Vô Estevan e o mano Guinho - Arquivo JRS |
Meu avô Estevan contava histórias. Nunca me esquecerei das tardes, apreciando o mar, eu e mais pessoas se postando ao lado dele para escutar as empolgantes narrativas. Criado pela casa dos outros devido a morte precoce dos pais, não sei dizer como ele aprendeu tanta coisa, tinha na memória tantas narrativas fantasiosas, de causos e fatos. Desconfio que eu herdei um pouco desse espírito dele.

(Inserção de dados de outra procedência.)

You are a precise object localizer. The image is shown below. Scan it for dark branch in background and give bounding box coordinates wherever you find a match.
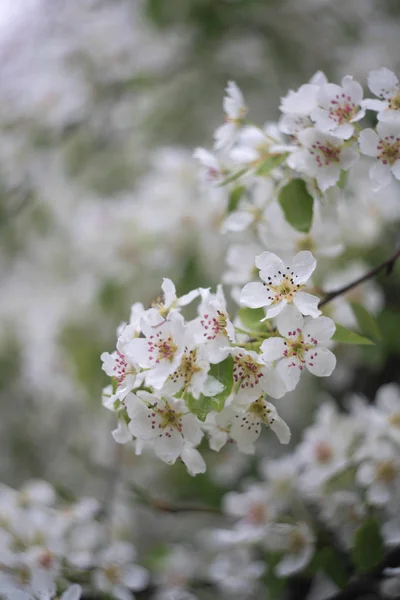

Dos fatos históricos, sobretudo do território da Caçandoca, onde nasceu o querido vovô, mais tarde, escutando os moradores mais antigos, eu pude confirmar muitas passagens das narrativas dele. Histórias de negros eu escutei muitas. Hoje, relendo um documento de 1834, falarei a respeito do tráfico negreiro em Ubatuba, nas terras da Caçandoca e adjacências. Creio que ajudará muita gente a conhecer um pouco mais da nossa história, rever posicionamentos ideológicos, além de pretender fomentar o turismo cultural nesse município litorâneo. O ponto de partida é o Caminho da Ruindade, como os mais velhos a chamavam. Ela ainda faz a ligação entre o litoral e a Serra Acima! Originalmente ele partia do Saco das Bananas, atravessava o Sertão da Quina e chegava na Vargem Grande, no município vizinho de Natividade da Serra. Era por esse caminho que se fazia a condução dos negros escravizados para a venda no "planalto" (Vale do Paraíba, Sul de Minas etc.), escapando das autoridades, principalmente a fiscalizadora e cobradora de taxas. (Lembremos que, em Ubatuba, a Casa de Barreira ficava onde atualmente está a estátua do Pescador, na rotatória de acesso à rodovia Oswaldo Cruz). Pelo mesmo caminho, na serra íngreme, passavam produtos e pessoas. Foi por ele que muitos caipiras vieram se juntar aos caiçaras, se miscigenaram e expandiram nossas raízes culturais, se enriqueceram mutuamente nos diversos bairros (Corcovado, Sertão da Quina, Maranduba...). Mas vamos ao documento. Trata-se do Conselho de Governo, uma espécie de Congresso Nacional da época, se dirigindo à Câmara Municipal:
Por mui circunstanciadas informações e documentos autênticos, a omissão do Juiz de Paz e Suplente dessa Vila no cumprimento de seus deveres e execução da Lei, sobre a introdução de escravos africanos que se tem realizado por diversos pontos do Distrito dessa Vila, no entretanto, que o dito Juiz asseverava ao Governo que nenhum indício havia de semelhante crime, aliás de notoriedade pública, e tanto que dois dos referidos escravos, evadindo-se do lugar em que se achavam retidos, foram apresentar-se a bordo da Escuna FLUMINENSE, que cruzava na costa por ordem do mesmo Governo e fizeram conhecer ao comandante que na Enseada do Bananal [Saco das Bananas] existia grande número deles (...). E sendo, portanto, ambos [Juiz e Suplente] na forma da Lei solidariamente responsáveis, o referido Conselho os suspendeu no exercício do cargo de Juiz de Paz para responderem em Juízo competente por uma tão criminosa omissão no cumprimento de seus deveres e observância da Lei.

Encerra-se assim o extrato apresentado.